Civil libertarians are hoping to use John Brennan’s testimony today before the Senate Intelligence Committee to call attention to the administration's controversial drone program, which too often seems to go unscrutinized. Brennan, President Obama’s nominee to lead the CIA, and Obama's counterterrorism adviser, is perhaps the government’s leading advocate of the expanded use of lethal drones, and an architect of Bush-era terrorist detention policies, making the stakes especially high. Oregon Democrat Ron Wyden, one of the Senate’s most ardent defenders of civil liberties, suggested he may even filibuster Brennan’s nomination.
Civil libertarians often gripe about the fact that no one, especially mainline Democrats, seems to care much today about their issues, even though civil liberty concerns helped galvanize the opposition to George W. Bush in his second term and propel Democrats to victory in 2006 and 2008.
The problem for the mostly liberal elites (opinion columnists, lawyers and lawmakers) trying to build a campaign against the excessive use of drones is that the Democratic base simply isn't with them. And unfortunately, the gulf is even wider than most people probably realize.
The Washington Post’s Chris Cillizza pointed out Wednesday that all the polling data on drones (of which there is surprisingly little) shows that Americans really love their flying autonomous death robots. A whopping 83 percent of Americans approve of the Obama administration’s use of the aircraft to kill terrorists, according to the most recent Washington Post/ABC News poll on the subject, from February 2012. The same poll found that 65 percent of Americans favor the use of drones against American citizens suspected of terrorism overseas.

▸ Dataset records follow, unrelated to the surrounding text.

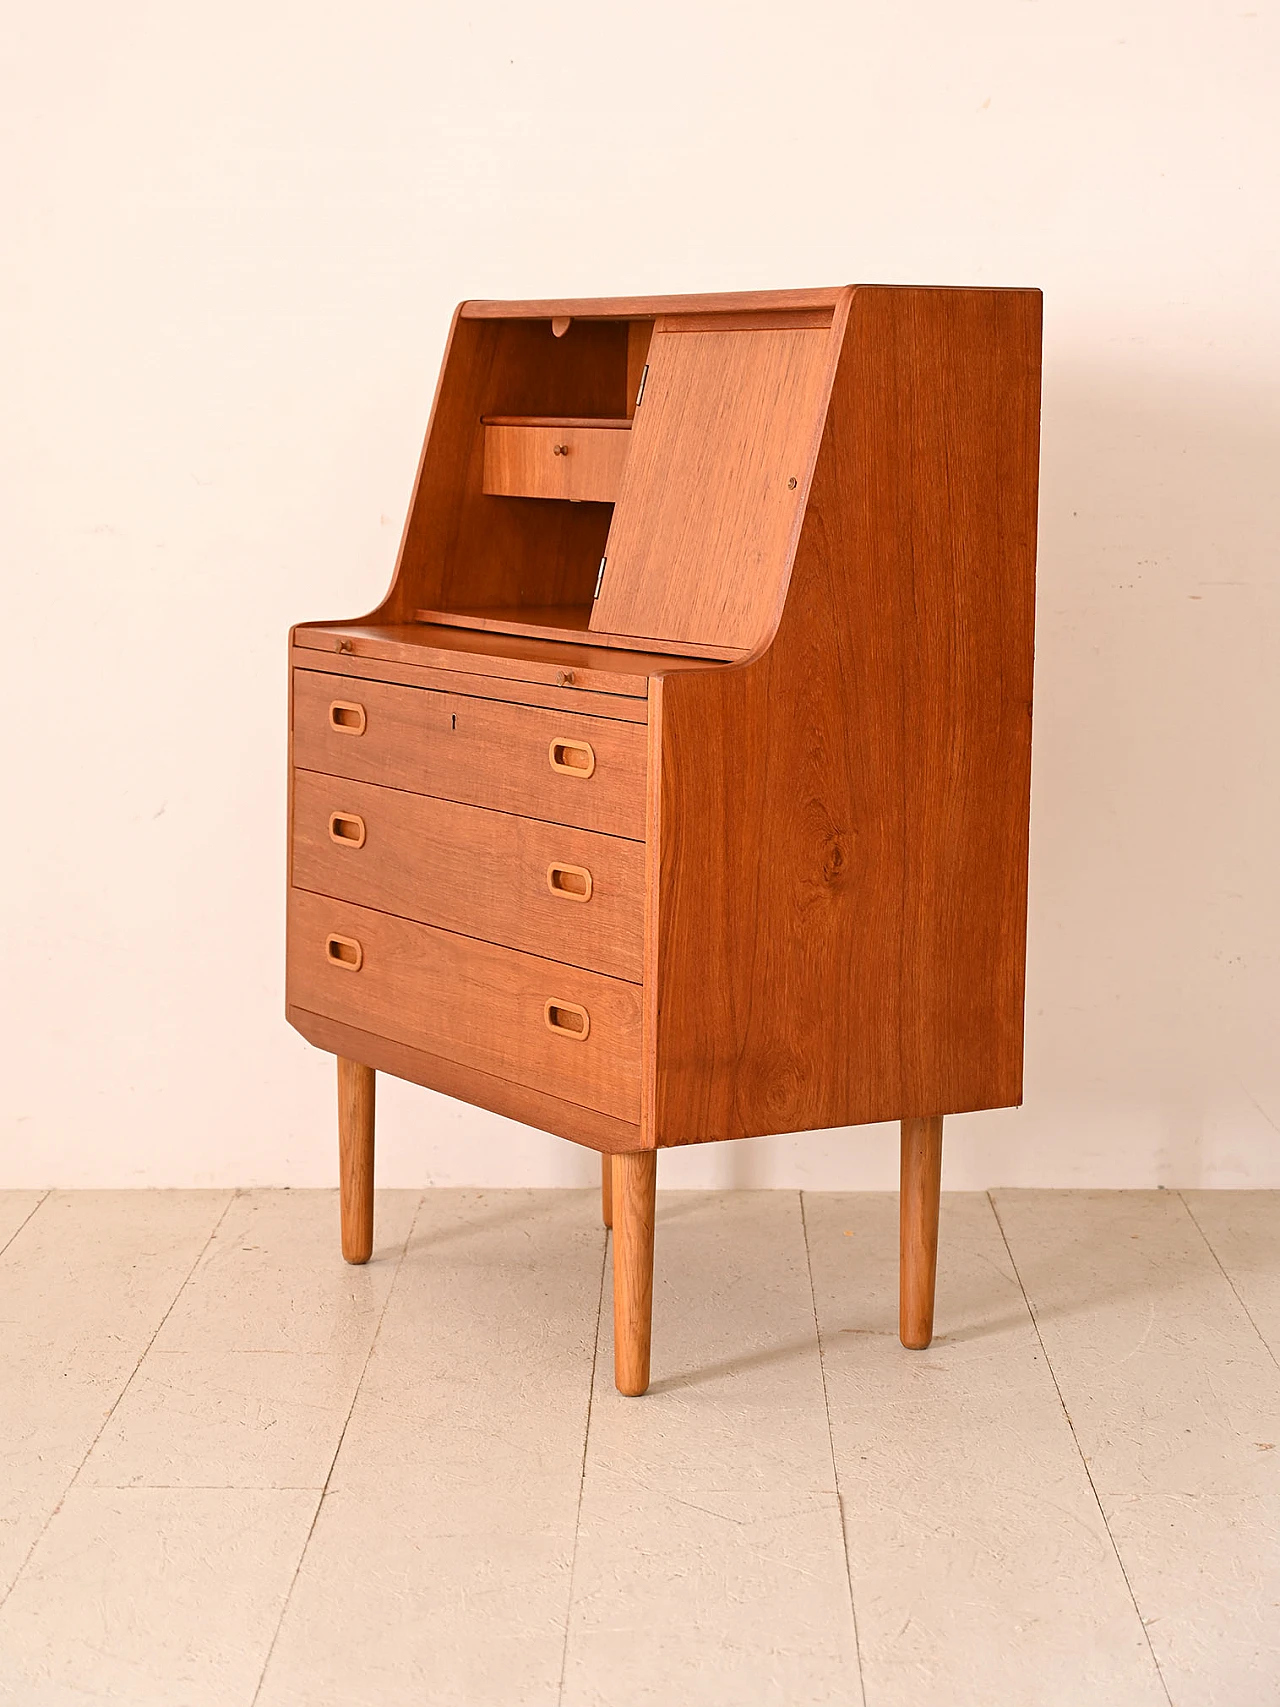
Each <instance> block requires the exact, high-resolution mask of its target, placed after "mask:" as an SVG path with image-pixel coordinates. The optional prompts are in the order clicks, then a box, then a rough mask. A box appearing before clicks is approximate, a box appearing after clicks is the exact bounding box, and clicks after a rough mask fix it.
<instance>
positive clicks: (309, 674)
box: [294, 669, 647, 842]
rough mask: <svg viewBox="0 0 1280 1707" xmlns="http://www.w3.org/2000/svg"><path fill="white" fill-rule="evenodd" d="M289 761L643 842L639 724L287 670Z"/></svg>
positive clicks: (642, 819)
mask: <svg viewBox="0 0 1280 1707" xmlns="http://www.w3.org/2000/svg"><path fill="white" fill-rule="evenodd" d="M294 763H295V765H299V766H300V768H304V770H319V772H324V773H326V775H331V777H352V778H355V780H357V782H381V784H386V785H387V787H391V789H408V790H410V792H411V794H435V795H440V797H442V799H447V801H463V802H464V804H468V806H488V807H495V809H497V811H502V813H519V814H521V816H522V818H544V819H548V821H550V823H556V824H577V826H579V828H582V830H604V831H606V833H609V835H616V836H631V838H633V840H638V842H642V840H643V835H645V763H647V725H645V724H625V722H620V720H614V719H611V717H582V715H580V714H577V712H567V714H563V715H561V714H560V712H544V710H539V708H536V707H532V705H512V703H509V702H507V700H478V698H471V696H469V695H461V693H437V691H435V690H432V688H399V686H394V685H393V683H387V681H365V679H364V678H357V676H333V674H324V673H321V671H311V669H295V671H294Z"/></svg>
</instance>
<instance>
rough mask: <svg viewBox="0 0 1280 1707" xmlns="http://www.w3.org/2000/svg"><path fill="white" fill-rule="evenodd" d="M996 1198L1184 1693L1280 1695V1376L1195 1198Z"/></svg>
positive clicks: (1183, 1706) (1176, 1674) (1090, 1468)
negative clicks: (1191, 1216)
mask: <svg viewBox="0 0 1280 1707" xmlns="http://www.w3.org/2000/svg"><path fill="white" fill-rule="evenodd" d="M993 1197H995V1202H997V1209H998V1214H1000V1221H1002V1224H1004V1229H1005V1234H1007V1238H1009V1246H1010V1250H1012V1255H1014V1260H1015V1263H1017V1270H1019V1275H1021V1279H1022V1284H1024V1287H1026V1290H1027V1297H1029V1301H1031V1306H1033V1309H1034V1313H1036V1320H1038V1323H1039V1331H1041V1335H1043V1340H1044V1347H1046V1350H1048V1355H1050V1360H1051V1364H1053V1371H1055V1376H1056V1379H1058V1386H1060V1388H1062V1395H1063V1401H1065V1405H1067V1410H1068V1412H1070V1417H1072V1424H1073V1429H1075V1436H1077V1439H1079V1442H1080V1449H1082V1453H1084V1456H1085V1461H1087V1463H1089V1470H1091V1475H1092V1480H1094V1483H1096V1487H1097V1492H1099V1497H1101V1502H1103V1509H1104V1512H1106V1518H1108V1523H1109V1526H1111V1533H1113V1535H1114V1540H1116V1547H1118V1550H1120V1555H1121V1558H1123V1560H1125V1569H1126V1572H1128V1577H1130V1582H1132V1586H1133V1593H1135V1596H1137V1599H1138V1606H1140V1608H1142V1615H1143V1618H1145V1622H1147V1628H1149V1634H1150V1640H1152V1646H1154V1649H1155V1656H1157V1659H1159V1663H1161V1669H1162V1675H1164V1680H1166V1683H1167V1688H1169V1695H1171V1698H1172V1702H1174V1704H1176V1707H1201V1704H1215V1707H1217V1704H1224V1707H1225V1704H1251V1702H1254V1700H1256V1702H1263V1700H1266V1702H1273V1700H1277V1698H1280V1634H1277V1632H1280V1615H1277V1611H1275V1603H1280V1548H1278V1547H1277V1535H1278V1531H1277V1524H1275V1514H1277V1507H1278V1506H1280V1381H1278V1379H1277V1367H1275V1362H1273V1359H1271V1355H1270V1352H1268V1349H1266V1345H1265V1343H1263V1340H1261V1338H1260V1335H1258V1330H1256V1328H1254V1325H1253V1321H1251V1320H1249V1316H1248V1314H1246V1311H1244V1306H1242V1304H1241V1301H1239V1297H1237V1296H1236V1292H1234V1290H1232V1287H1231V1284H1229V1280H1227V1279H1225V1275H1224V1273H1222V1268H1220V1267H1219V1263H1217V1260H1215V1256H1213V1253H1212V1251H1210V1250H1208V1246H1207V1244H1205V1239H1203V1238H1201V1234H1200V1231H1198V1227H1196V1226H1195V1222H1193V1219H1191V1215H1190V1212H1188V1207H1186V1203H1183V1200H1181V1198H1179V1195H1178V1193H1174V1191H1026V1193H1024V1191H998V1193H993ZM1231 1560H1237V1564H1236V1565H1232V1564H1231ZM1224 1570H1225V1572H1227V1574H1225V1576H1224ZM1268 1598H1270V1603H1271V1606H1270V1608H1268ZM1188 1617H1190V1620H1191V1622H1190V1627H1188ZM1242 1680H1248V1690H1246V1693H1242V1695H1241V1693H1232V1687H1234V1685H1241V1683H1242Z"/></svg>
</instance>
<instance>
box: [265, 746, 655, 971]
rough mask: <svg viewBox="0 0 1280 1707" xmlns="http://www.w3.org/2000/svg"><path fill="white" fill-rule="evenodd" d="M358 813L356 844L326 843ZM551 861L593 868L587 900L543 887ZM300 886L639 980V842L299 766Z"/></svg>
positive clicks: (294, 811) (508, 944)
mask: <svg viewBox="0 0 1280 1707" xmlns="http://www.w3.org/2000/svg"><path fill="white" fill-rule="evenodd" d="M335 811H338V813H346V814H357V816H358V818H360V819H362V821H364V842H362V843H360V845H357V843H355V842H353V840H345V842H343V840H338V842H335V840H333V836H331V835H329V830H328V823H329V816H331V814H333V813H335ZM551 862H560V864H561V865H577V867H582V869H585V871H587V872H589V874H591V898H589V900H587V901H577V900H565V898H563V896H556V894H555V893H553V891H551V886H550V883H548V867H550V865H551ZM292 881H294V884H295V888H299V889H311V891H314V893H317V894H331V896H335V898H338V900H345V901H355V903H358V905H360V906H372V908H375V910H377V912H382V913H398V915H399V917H401V918H416V920H418V922H420V923H425V925H439V927H440V929H442V930H454V932H457V934H459V935H468V937H483V939H485V941H488V942H502V944H505V946H507V947H512V949H522V951H524V953H527V954H541V956H544V958H546V959H556V961H565V963H567V964H570V966H585V968H589V970H592V971H606V973H609V975H611V976H614V978H628V980H631V982H633V983H638V982H640V976H642V971H643V912H645V850H643V847H642V845H640V843H638V842H628V840H625V838H621V836H602V835H596V833H592V831H589V830H573V828H568V826H565V824H548V823H544V821H541V819H536V818H517V816H514V814H512V813H492V811H485V809H483V807H478V806H461V804H459V802H456V801H442V799H432V797H427V795H422V794H406V792H403V790H399V789H382V787H377V785H374V784H367V782H352V780H348V778H336V777H324V775H317V773H314V772H309V770H300V772H299V773H297V777H295V778H294V867H292Z"/></svg>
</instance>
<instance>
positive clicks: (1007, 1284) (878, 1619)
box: [804, 1193, 1166, 1707]
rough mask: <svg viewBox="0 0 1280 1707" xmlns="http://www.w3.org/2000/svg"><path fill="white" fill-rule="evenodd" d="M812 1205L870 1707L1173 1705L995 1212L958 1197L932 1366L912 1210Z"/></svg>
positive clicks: (814, 1284)
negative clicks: (913, 1347) (995, 1220)
mask: <svg viewBox="0 0 1280 1707" xmlns="http://www.w3.org/2000/svg"><path fill="white" fill-rule="evenodd" d="M804 1205H806V1222H807V1229H809V1255H811V1261H812V1275H814V1294H816V1302H817V1321H819V1328H821V1335H823V1362H824V1369H826V1389H828V1403H829V1412H831V1432H833V1439H835V1454H836V1468H838V1473H840V1494H841V1502H843V1511H845V1535H847V1543H848V1555H850V1569H852V1576H853V1603H855V1608H857V1617H858V1637H860V1646H862V1666H864V1676H865V1685H867V1704H869V1707H930V1704H939V1707H944V1704H945V1707H992V1704H993V1702H1017V1704H1019V1707H1103V1704H1108V1707H1138V1704H1142V1707H1164V1702H1166V1695H1164V1690H1162V1687H1161V1680H1159V1675H1157V1669H1155V1664H1154V1661H1152V1654H1150V1647H1149V1644H1147V1637H1145V1634H1143V1628H1142V1623H1140V1618H1138V1615H1137V1611H1135V1606H1133V1599H1132V1596H1130V1591H1128V1588H1126V1584H1125V1577H1123V1572H1121V1569H1120V1564H1118V1560H1116V1555H1114V1550H1113V1545H1111V1540H1109V1536H1108V1531H1106V1524H1104V1523H1103V1516H1101V1512H1099V1509H1097V1502H1096V1499H1094V1495H1092V1490H1091V1487H1089V1478H1087V1475H1085V1470H1084V1466H1082V1463H1080V1456H1079V1451H1077V1448H1075V1442H1073V1439H1072V1430H1070V1425H1068V1422H1067V1419H1065V1415H1063V1410H1062V1403H1060V1400H1058V1393H1056V1388H1055V1384H1053V1376H1051V1372H1050V1367H1048V1364H1046V1360H1044V1355H1043V1352H1041V1349H1039V1342H1038V1338H1036V1331H1034V1326H1033V1321H1031V1316H1029V1313H1027V1308H1026V1301H1024V1299H1022V1292H1021V1287H1019V1284H1017V1277H1015V1275H1014V1270H1012V1263H1010V1261H1009V1253H1007V1251H1005V1244H1004V1239H1002V1236H1000V1229H998V1226H997V1221H995V1215H993V1212H992V1207H990V1203H988V1200H986V1197H985V1195H981V1193H964V1195H947V1197H945V1198H944V1207H942V1234H940V1260H939V1294H937V1323H935V1328H937V1333H935V1338H934V1343H932V1347H930V1349H928V1350H927V1352H906V1350H903V1347H901V1345H899V1342H898V1200H896V1197H889V1195H884V1193H874V1195H870V1193H860V1195H836V1193H831V1195H828V1193H806V1198H804Z"/></svg>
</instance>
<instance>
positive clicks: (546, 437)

But it gets worse. Among self-described liberal Democrats, fully 77 percent endorse the use of drones against terrorist targets. On the question of killing Americans in drone strikes, Democrats approved of the use 58-33 percent, as did liberals, 55-35 percent, as the Post’s Greg Sargent pointed out last year.
And it’s not just the Post/ABC News poll. Pew conducted a global survey in June of last year that asked a more controversial question, since it mentioned places far from the battlefield of Afghanistan and broadened the targets to "extremists." “Do you approve or disapprove of the United States conducting missile strikes from pilotless aircraft called drones to target extremists in countries such as Pakistan, Yemen and Somalia?”
Americans were the only nationality to approve of the use of drones, with 62 supporting them and just 28 percent in opposition. And while support was especially high among Republicans (74 percent), most Democrats (58 percent) also approved.
A separate Pew study from October 2011 found that 87 percent of Americans support “increasing the use of unmanned drones,” including a majority of Democrats who said it was a “good thing."
The fact that we have to go back to 2011 to find polling data on drones underscores part of the problem -- people don't seem to care enough about this issue to necessitate more polling on it. Gallup appears to have never asked about drones, and Pew only twice, while the major news organization surveys have almost entirely ignored the issue. For instance, the only time drones have appeared in a New York Times/CBS Poll was in 2009 when respondents were asked to rank the usefulness of various new technologies (military drones came in fourth, between hybrid cars and Wi-Fi).
In 2008, concerns about civil liberties were powerful enough to kill Brennan’s nomination to head the CIA. But this time around, the campaign against John Brennan is meager and passionless. Even advocates seemed to be going through the motions, as if already defeated, because they probably are.
And herein lies the rub: That second Pew poll found that more than 80 percent of Democrats approve of Obama’s handling of his role as commander in chief. Obama is a Democrat, they’re Democrats and that’s probably that. It may take a Republican in the White House to get liberals to care about drones again.